Microsoft has acknowledged the existence of 20 vulnerabilities in various versions of its Windows operating systems, Outlook Express and NetMeeting and released patches to plug these holes overnight in the US.

The company has put out four patches to fix all these vulnerabilities, leading some researchers to observe that the casual visitor to the Microsoft security site would come away with the impression that there are just four critical vulnerabilities.

However, Microsoft Australia's security lead, Ben English, said: "We have addressed a number of vulnerabilities across a specific set of functions in the operating system which affects similar files. Patching these together makes more sense as it allows for better code review, testing against different customer scenarios, and improved manageability for our customers."

According to the Secunia security advisory service, the following versions of Windows are affected: Windows 2000 Advanced Server, Windows 2000 Datacenter Server, Windows 2000 Professional, Windows 2000 Server, Windows NT 4.0 Server, Windows NT 4.0 Server, (Terminal Server Edition), Windows NT 4.0 Workstation, Windows Server 2003 Datacenter Edition, Windows Server 2003 Enterprise Edition, Windows Server 2003 Standard Edition, Windows Server 2003 Web Edition, Windows XP Home Edition and Windows XP Professional.

Several of the flaws notified to Microsoft by eEye Digital Security were fixed after 215 days.

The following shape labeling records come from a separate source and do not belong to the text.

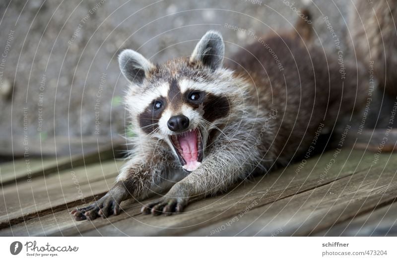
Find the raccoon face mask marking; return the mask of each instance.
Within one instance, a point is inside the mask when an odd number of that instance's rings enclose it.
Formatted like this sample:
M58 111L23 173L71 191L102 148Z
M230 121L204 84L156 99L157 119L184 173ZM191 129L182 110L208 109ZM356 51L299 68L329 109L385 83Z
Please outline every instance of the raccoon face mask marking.
M165 141L188 172L201 165L209 130L230 111L225 93L230 82L221 71L224 54L222 37L210 31L189 60L155 66L132 50L119 56L120 69L131 83L127 106L140 130Z

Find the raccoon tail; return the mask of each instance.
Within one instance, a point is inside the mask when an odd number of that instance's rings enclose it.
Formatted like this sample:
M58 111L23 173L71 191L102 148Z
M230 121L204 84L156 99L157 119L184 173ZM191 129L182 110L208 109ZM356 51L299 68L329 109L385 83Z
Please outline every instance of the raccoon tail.
M313 35L312 14L307 8L301 9L298 21L295 24L295 29L304 40L311 39Z

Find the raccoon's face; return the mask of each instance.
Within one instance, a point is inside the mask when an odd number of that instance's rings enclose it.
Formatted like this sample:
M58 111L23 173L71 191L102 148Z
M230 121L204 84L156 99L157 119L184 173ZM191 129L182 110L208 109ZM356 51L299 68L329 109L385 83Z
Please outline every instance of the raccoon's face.
M229 113L225 92L231 75L221 67L224 54L222 37L210 31L189 59L155 65L131 50L119 57L122 72L131 83L127 105L141 131L165 140L189 172L200 166L208 132L219 130L217 125Z

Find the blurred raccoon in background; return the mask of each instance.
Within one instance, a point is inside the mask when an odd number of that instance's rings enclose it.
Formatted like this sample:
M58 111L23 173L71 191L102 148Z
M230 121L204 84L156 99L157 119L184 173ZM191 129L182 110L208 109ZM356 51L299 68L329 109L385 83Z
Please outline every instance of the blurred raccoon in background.
M352 52L367 70L372 97L367 100L359 125L363 127L356 147L395 149L397 135L392 130L397 110L397 0L353 1L350 15Z

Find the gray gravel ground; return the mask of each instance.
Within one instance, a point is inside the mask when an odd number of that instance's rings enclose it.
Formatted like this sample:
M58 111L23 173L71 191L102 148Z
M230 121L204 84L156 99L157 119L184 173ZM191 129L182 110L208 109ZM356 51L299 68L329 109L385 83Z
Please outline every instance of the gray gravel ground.
M292 29L300 18L285 1L1 1L0 55L6 57L0 66L0 137L11 132L31 138L39 132L42 137L124 133L128 119L121 101L127 83L117 61L121 50L137 50L162 63L189 55L213 29L223 34L227 57L255 41L249 31L262 35ZM292 1L293 7L304 6ZM317 44L335 52L323 19L328 16L347 54L350 1L305 2Z

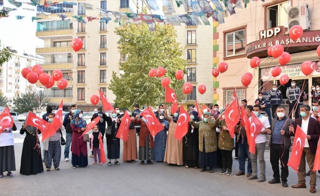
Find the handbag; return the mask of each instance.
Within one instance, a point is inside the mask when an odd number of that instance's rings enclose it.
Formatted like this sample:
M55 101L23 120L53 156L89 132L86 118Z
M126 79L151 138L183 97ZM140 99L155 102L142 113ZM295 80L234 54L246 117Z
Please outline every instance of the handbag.
M89 142L89 141L90 140L89 139L89 134L88 133L86 133L83 135L83 142Z

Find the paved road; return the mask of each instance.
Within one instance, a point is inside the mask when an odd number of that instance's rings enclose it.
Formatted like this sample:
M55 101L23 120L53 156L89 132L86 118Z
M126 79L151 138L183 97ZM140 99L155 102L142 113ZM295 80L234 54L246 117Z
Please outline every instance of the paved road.
M20 130L22 123L16 123ZM13 172L13 177L5 175L0 179L0 196L315 195L309 192L308 185L307 189L295 189L290 187L284 188L281 184L271 185L267 181L259 183L256 180L248 180L244 175L219 175L218 169L215 169L213 173L208 172L201 172L199 169L168 166L164 163L141 166L138 161L134 163L121 162L120 166L89 165L88 168L72 169L71 162L64 162L63 155L60 171L45 171L35 175L25 176L19 174L25 135L20 135L18 130L14 133L14 137L17 171ZM62 151L63 149L62 147ZM272 178L269 157L269 152L266 152L267 181ZM93 158L89 159L91 164ZM238 172L238 161L234 160L234 173ZM318 175L319 178L320 174ZM309 179L307 177L308 182ZM288 182L289 186L297 182L296 173L290 169ZM317 188L319 191L319 187Z

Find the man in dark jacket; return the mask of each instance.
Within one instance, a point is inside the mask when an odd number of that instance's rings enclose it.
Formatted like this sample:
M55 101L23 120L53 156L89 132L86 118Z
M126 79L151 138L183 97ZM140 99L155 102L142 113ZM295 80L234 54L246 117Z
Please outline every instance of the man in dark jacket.
M72 129L71 128L71 121L74 119L74 113L77 110L77 106L71 105L70 112L64 116L62 124L66 129L66 146L64 147L64 161L69 161L69 153L70 152L70 145L72 139Z
M286 111L283 106L278 106L277 118L272 120L271 130L267 129L267 133L271 134L269 143L270 146L270 163L273 171L273 179L269 184L281 183L279 171L279 160L281 165L281 181L282 186L288 187L287 178L289 175L288 161L289 160L289 149L291 147L291 133L289 127L293 125L293 121L286 117Z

Last year, a critical flaw was fixed after 200 days.

Others who discovered the flaws which were fixed were Internet Security Systems, Carlos Sarraute of Core Security Technologies, Ondrej Sevecek, Jouko Pynnönen, Brett Moore of Security-Assessment.com, Cesar Cerrudo, and Ben Pryor, Erik Kamphuis of LogicaCMG, the NSFOCUS Security Team John Lampe of Tenable Network Security and Foundstone Labs and Qualys.

Several of the flaws are similar to those which were exploited by the MS Blaster worm last year. The first advisory includes 14 vulnerabilities, the second four, and the third one. All are rated critical. The fourth advisory includes one vulnerability which is rated important, the second level on Microsoft's four-point scale.